Triumph über die Ungarn in der Schlacht auf dem Lechfeld

Wie sich diese Veränderung vollzog, ist ein entscheidender Aspekt der Ausstellung, die momentan das Kulturhistorische Museum Magdeburg zeigt. Unter dem Titel „Welche Taten werden Bilder? – Otto der Große in der Erinnerung späterer Zeiten“ werden hier Illustrationen und Gemälde sowie einzelne Skulpturen präsentiert, die sich alle in der einen oder anderen Weise auf jenen Herrscher beziehen, mit dessen Regierungszeit das Ostfränkische in das Römisch-Deutsche Reich überging. Ottos außerordentliche Bedeutung hat selbstverständlich schon der Beiname „der Große“ markiert, aber eine präzise Vorstellung seiner Rolle war damit nicht verbunden.

Das galt auch für das eindrucksvollste Ereignis seiner Herrschaft, den Triumph über die Ungarn in der Schlacht auf dem Lechfeld 955. Denn das Geschehen interpretierte man lange als lokales mit Bezug auf die nahe gelegene Stadt Augsburg oder als Beweis für den Beistand himmlischer Mächte im Kampf gegen die Heiden. Das änderte sich durch eine wissenschaftliche Geschichtsschreibung, die die politische wie militärische Bedeutung der Lechfeldschlacht hervorzuheben begann und sehr rasch mit dem Patriotismus in Verbindung trat, der sich aus dem Widerstandswillen gegen die napoleonische Unterdrückung speiste.

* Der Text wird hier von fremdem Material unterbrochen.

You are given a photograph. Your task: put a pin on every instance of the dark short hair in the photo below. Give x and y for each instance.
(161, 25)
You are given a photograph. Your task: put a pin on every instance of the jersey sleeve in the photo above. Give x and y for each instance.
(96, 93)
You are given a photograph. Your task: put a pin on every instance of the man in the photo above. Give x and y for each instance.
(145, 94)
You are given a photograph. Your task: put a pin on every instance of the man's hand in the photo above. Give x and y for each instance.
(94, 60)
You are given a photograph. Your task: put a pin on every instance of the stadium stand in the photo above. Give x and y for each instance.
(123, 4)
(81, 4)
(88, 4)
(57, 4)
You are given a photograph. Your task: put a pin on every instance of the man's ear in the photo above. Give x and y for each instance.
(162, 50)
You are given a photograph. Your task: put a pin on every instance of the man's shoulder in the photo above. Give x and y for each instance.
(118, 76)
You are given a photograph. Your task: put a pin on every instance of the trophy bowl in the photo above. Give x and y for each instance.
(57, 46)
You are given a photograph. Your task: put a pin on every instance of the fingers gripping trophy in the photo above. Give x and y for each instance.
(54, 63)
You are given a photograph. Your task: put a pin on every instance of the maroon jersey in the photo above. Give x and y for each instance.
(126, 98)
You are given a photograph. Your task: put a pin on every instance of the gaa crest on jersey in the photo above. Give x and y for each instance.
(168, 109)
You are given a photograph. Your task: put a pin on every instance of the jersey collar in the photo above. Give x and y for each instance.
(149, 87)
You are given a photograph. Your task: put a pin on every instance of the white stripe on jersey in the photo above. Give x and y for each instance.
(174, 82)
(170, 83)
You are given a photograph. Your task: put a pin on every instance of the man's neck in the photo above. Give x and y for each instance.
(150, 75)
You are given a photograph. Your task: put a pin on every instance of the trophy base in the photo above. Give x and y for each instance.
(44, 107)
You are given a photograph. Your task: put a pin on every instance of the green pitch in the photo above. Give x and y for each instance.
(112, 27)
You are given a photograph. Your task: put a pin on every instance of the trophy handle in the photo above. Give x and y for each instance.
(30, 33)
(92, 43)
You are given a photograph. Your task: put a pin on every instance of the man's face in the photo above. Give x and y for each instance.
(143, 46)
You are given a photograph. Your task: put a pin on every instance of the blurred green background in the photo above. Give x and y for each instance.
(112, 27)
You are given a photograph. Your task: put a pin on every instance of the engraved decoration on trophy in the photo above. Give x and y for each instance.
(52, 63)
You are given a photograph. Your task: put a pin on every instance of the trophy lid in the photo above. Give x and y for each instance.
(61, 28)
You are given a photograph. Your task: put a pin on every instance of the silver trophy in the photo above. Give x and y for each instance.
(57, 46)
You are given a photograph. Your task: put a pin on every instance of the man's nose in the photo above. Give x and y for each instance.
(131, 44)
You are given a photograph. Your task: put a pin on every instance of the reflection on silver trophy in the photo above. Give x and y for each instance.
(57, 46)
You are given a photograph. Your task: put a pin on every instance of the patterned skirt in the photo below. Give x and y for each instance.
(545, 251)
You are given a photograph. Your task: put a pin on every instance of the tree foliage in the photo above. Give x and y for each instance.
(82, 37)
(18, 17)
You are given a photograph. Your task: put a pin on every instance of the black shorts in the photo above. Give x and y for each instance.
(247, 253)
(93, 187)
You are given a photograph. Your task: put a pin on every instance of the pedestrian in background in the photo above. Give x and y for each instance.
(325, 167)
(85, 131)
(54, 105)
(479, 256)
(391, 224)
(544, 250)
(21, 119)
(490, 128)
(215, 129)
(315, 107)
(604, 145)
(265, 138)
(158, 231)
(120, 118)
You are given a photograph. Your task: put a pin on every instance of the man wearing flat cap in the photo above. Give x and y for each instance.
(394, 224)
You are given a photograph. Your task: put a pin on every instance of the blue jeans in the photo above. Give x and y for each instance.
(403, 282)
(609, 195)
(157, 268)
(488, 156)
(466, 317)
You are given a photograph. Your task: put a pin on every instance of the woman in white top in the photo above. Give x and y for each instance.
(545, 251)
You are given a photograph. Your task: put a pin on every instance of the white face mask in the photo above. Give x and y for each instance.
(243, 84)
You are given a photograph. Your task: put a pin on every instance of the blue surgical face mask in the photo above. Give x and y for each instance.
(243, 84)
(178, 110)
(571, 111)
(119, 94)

Eine zentrale Bedeutung nehmen in der Ausstellung deshalb die großen Historienbilder ein, die seit der ersten Hälfte des 19. Jahrhunderts entstanden, darunter die Gemälde von Philipp Veit, Moritz von Schwind und Michael Echter, die den Triumph Ottos über die Ungarn thematisierten. Aufschlußreich ist in dem Zusammenhang auch der Hinweis auf das Interesse des Freiherrn vom Stein an diesem Thema. Für ihn war die Allianz der deutschen Stämme unter Otto im Kampf gegen den äußeren Feind ein Modell für das Bündnis der Einzelstaaten im Kampf gegen Napoleon, die Schlacht auf dem Lechfeld eine Art Präfiguration der Völkerschlacht bei Leipzig von 1813.

In der Folgezeit ist dieses Muster nur noch variiert, aber selten in Frage gestellt worden. Das gilt nicht zuletzt für die Zeit nach der Gründung des Zweiten Reiches 1871. Dabei ging es vor allem darum, dessen „großpreußischen“ Charakter in Richtung auf die Einbettung in die gesamtdeutsche Geschichte zu überwinden. Am Beginn der Ausstellung in Magdeburg wird deshalb eine verkleinerte Version jener Statue Ottos des Großen gezeigt, die ursprünglich zusammen mit denen anderer mittelalterlicher Herrscher in der Wandelhalle des Reichstags zu sehen war. Das so etablierte Konzept der Nationalgeschichte wurde auch nach dem Ende des Kaiserreichs beibehalten. Allerdings blendete man deren christliche Dimension in der NS-Zeit aus, was in Magdeburg zwar erwähnt, aber nicht weiter analysiert wird. Eine Lücke, die um so bedauerlicher ist, als mit Werner Peiners Entwurf eines Bildteppichs für die Marmorgalerie der Neuen Reichskanzlei, der die Lechfeldschlacht darstellen sollte, ein Beispiel für die neuerliche Verschiebung der Perspektive zur Verfügung gestanden und zudem die Möglichkeit geboten hätte, auf die „restaurative“ Tendenz in der Bundesrepublik während der fünfziger Jahre Bezug zu nehmen. Ein Blick in die Schulbücher und Unterrichtsmaterialen wäre aufschlußreich gewesen, schon weil die Lechfeldschlacht in der Ära Adenauer zum Anlaß genommen wurde, um einen Ansatz für die Vorstellung zu gewinnen, daß es wie zu Zeiten Ottos darum gehe, den Westen oder das Abendland gegen die Bedrohung aus dem heidnischen, jetzt kommunistischen, Osten zu verteidigen.

Die Ausstellung „Welche Taten werden Bilder? – Otto der Große in der Erinnerung späterer Zeiten“ ist noch bis zum 8. Oktober im Kulturhistorischen Museum Magdeburg, Otto-von-Guericke-Straße 68-73, täglich außer montags von 10 bis 17 Uhr, Sa./So. bis 18 Uhr, zu sehen. Der empfehlenswerte Katalog (Schnell + Steiner, 224 Seiten, zahlreiche Abbildungen) kostet 35 Euro.